I started to look at cloud backup systems about a year ago, and decided as I had a large amount of data, that it was all too much trouble! I have amassed about a terabyte of images and so the initial backup would take many months to upload to the cloud; even with BT Infinity broadband.
More recently, someone locally was burgled and the thief stole a laptop which contained the family’s photos and memories, this got me concerned again and so I decided to do something about saving my own valuable files.
Hard disks are known to fail, and all will fail eventually; I had been backing up my data, but I was backing up to another hard-disk in the same computer. But if the computer caught fire or was stolen, I would lose my originals and my backups. I had originally intended to back up to a large USB external hard disk and leave it at work. But remembering to bring it home, do an incremental backup each week/month, then take it to work again – was just too much trouble.

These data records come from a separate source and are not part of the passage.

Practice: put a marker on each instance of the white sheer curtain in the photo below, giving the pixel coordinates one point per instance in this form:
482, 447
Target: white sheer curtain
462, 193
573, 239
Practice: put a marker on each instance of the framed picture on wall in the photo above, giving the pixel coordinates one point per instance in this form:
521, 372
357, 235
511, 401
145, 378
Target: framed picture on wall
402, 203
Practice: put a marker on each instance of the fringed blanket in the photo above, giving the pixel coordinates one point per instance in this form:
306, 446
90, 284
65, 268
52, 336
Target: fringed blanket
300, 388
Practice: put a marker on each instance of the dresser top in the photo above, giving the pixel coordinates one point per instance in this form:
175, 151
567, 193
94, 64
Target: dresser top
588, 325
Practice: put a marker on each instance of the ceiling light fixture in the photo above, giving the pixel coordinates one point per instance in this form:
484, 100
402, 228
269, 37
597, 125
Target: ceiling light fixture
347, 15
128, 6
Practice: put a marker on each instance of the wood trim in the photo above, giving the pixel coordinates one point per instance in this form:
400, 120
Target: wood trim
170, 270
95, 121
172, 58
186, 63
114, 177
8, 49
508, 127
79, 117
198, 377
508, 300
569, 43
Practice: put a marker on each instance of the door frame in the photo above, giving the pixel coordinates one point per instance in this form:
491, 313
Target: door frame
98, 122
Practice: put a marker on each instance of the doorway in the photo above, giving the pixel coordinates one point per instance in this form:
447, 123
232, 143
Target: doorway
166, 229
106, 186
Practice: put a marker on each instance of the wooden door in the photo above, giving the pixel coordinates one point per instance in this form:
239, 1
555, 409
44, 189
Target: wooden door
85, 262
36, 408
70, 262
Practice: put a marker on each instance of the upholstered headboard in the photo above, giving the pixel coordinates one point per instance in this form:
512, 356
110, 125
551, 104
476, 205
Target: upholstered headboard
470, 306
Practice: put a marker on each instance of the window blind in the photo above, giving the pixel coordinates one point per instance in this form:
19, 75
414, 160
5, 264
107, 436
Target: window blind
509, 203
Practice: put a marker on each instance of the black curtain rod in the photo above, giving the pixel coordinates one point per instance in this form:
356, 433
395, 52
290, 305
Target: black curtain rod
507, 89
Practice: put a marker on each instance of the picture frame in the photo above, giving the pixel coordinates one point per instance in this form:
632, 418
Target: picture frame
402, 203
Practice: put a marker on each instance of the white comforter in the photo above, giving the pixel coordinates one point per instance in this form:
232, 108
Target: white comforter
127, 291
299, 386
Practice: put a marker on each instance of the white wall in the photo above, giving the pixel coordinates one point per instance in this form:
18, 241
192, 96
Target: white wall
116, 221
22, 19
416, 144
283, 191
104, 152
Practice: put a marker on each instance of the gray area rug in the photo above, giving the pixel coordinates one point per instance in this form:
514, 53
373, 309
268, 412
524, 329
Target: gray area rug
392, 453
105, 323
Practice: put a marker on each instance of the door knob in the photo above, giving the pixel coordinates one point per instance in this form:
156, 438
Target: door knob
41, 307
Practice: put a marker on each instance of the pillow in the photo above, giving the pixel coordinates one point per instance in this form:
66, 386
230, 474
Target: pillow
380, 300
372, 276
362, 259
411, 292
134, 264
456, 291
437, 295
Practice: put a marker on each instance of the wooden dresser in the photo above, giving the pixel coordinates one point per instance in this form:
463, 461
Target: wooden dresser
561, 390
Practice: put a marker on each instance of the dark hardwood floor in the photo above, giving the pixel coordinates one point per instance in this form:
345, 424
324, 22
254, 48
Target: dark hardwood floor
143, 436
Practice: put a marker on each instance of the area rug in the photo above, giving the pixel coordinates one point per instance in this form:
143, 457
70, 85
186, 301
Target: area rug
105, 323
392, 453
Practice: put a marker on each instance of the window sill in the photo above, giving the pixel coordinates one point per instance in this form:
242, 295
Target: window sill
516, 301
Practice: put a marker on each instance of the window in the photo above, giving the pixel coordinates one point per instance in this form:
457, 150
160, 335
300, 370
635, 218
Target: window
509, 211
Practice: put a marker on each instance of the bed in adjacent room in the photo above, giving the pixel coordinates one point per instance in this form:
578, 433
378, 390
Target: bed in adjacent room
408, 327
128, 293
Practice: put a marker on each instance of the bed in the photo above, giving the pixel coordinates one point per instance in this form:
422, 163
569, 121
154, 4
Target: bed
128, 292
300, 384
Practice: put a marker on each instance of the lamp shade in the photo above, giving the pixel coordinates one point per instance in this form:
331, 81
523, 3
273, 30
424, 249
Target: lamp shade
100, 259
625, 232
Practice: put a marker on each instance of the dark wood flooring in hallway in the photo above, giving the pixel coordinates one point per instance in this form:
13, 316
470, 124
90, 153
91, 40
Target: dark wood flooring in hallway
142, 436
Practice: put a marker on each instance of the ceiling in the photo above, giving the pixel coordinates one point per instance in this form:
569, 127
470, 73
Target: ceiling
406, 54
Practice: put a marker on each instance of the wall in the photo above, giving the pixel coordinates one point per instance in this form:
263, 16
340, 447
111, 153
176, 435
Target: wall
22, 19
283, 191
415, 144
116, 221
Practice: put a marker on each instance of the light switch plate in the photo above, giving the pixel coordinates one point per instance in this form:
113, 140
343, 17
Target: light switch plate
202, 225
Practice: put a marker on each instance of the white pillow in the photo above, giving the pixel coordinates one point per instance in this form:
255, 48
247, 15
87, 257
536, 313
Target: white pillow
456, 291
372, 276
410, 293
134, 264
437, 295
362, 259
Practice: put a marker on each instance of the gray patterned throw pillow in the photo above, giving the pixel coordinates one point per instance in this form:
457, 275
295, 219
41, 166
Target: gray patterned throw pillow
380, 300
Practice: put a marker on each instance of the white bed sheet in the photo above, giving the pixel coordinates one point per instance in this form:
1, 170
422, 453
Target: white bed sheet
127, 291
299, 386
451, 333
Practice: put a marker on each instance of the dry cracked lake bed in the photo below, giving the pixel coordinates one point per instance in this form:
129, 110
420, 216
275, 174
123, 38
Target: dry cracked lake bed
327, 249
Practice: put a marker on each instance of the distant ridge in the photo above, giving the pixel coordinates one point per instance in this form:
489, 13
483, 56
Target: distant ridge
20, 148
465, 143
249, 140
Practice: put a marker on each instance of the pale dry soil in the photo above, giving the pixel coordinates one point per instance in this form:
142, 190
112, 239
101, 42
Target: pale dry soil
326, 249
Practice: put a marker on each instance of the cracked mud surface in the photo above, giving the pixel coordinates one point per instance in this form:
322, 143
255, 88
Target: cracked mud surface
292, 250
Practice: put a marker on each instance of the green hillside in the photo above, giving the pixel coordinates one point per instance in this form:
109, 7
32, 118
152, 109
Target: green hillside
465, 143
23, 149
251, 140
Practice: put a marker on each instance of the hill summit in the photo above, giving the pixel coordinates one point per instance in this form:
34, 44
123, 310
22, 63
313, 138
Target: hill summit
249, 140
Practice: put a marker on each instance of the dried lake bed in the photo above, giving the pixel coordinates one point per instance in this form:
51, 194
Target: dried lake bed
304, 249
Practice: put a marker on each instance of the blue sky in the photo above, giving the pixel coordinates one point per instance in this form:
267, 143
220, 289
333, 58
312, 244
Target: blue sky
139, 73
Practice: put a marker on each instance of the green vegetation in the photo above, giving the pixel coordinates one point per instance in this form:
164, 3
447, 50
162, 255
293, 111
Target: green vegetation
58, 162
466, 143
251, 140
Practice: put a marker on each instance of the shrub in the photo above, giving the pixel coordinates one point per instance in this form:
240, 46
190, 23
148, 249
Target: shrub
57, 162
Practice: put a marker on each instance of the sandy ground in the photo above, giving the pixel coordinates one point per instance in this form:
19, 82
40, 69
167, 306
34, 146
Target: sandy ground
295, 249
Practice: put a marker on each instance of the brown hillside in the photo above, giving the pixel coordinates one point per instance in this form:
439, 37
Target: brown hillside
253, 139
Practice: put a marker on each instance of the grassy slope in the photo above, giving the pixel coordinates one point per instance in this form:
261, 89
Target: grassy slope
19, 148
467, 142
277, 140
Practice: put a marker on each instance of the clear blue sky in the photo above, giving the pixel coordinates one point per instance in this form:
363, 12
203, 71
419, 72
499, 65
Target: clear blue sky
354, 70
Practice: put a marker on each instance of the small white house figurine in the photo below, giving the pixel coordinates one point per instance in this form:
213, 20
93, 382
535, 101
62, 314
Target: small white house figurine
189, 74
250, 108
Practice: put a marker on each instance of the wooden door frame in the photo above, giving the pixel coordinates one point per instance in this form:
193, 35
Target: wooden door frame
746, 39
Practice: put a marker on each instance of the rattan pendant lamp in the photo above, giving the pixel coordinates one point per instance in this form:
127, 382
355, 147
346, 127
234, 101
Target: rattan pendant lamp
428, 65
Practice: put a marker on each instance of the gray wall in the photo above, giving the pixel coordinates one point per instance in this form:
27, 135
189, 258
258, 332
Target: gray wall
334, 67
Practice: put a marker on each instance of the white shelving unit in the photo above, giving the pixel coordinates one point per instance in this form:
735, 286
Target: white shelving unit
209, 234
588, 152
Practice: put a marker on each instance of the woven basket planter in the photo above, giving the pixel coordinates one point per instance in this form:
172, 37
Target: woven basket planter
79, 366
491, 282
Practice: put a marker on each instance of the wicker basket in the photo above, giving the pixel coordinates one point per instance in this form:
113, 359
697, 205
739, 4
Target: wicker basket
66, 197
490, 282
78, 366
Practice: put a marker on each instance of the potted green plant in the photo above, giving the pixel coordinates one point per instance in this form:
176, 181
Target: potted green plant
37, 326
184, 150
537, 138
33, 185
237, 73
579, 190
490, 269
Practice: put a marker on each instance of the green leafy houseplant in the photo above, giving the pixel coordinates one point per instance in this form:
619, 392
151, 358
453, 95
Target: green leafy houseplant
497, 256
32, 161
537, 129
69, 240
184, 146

I didn’t do an extensive search for cloud backup systems, I looked at a few and decided to go for Backblaze, they seem to be a professional organisation with some reputable customers, they have large secure data-centres with real humans guarding the premises. Files are sorted and encrypted on my local machine then uploaded after using military grade encryption. They are only decrypted on my computer after I download or restore a file. I decided that the small cost per month ($3.96 – $5.00) for unlimited data was well worth the peace-of-mind as it works in the background and is fully automated.
After a secure login to my account on their website, I can see my stored files in the same folder hierarchy that they are on my computer, I can selectively download and restore any file(s) I want free of charge (some cloud store systems store a large zip file where you have to restore the complete file, or even charge you to download your own files)! You can, with Backblaze choose to pay a little extra and have your files delivered on memory stick or on hard disk sent through the post.
Another issue I usually come across is with Cyrillic characters as some of my music files are from our Russian CDs, but Backblaze’s web application does support this. They also have a mobile App so I can have access to my backed-up files anywhere at any time should I need them; as I travel abroad a fair bit, this might prove to be very useful.
I started to use Backblaze on 29th June 2014, during the initial upload it seemed to have first selected files for backup (ignoring system and executable files) and sorted them smallest files first. We made great progress initially, then as the file size grew, things appeared to slow down. However, only the file transfer rate slowed down, the actual upload speed is constant at about 1Megabit per second and I manage to upload consistently about 10GBytes per day.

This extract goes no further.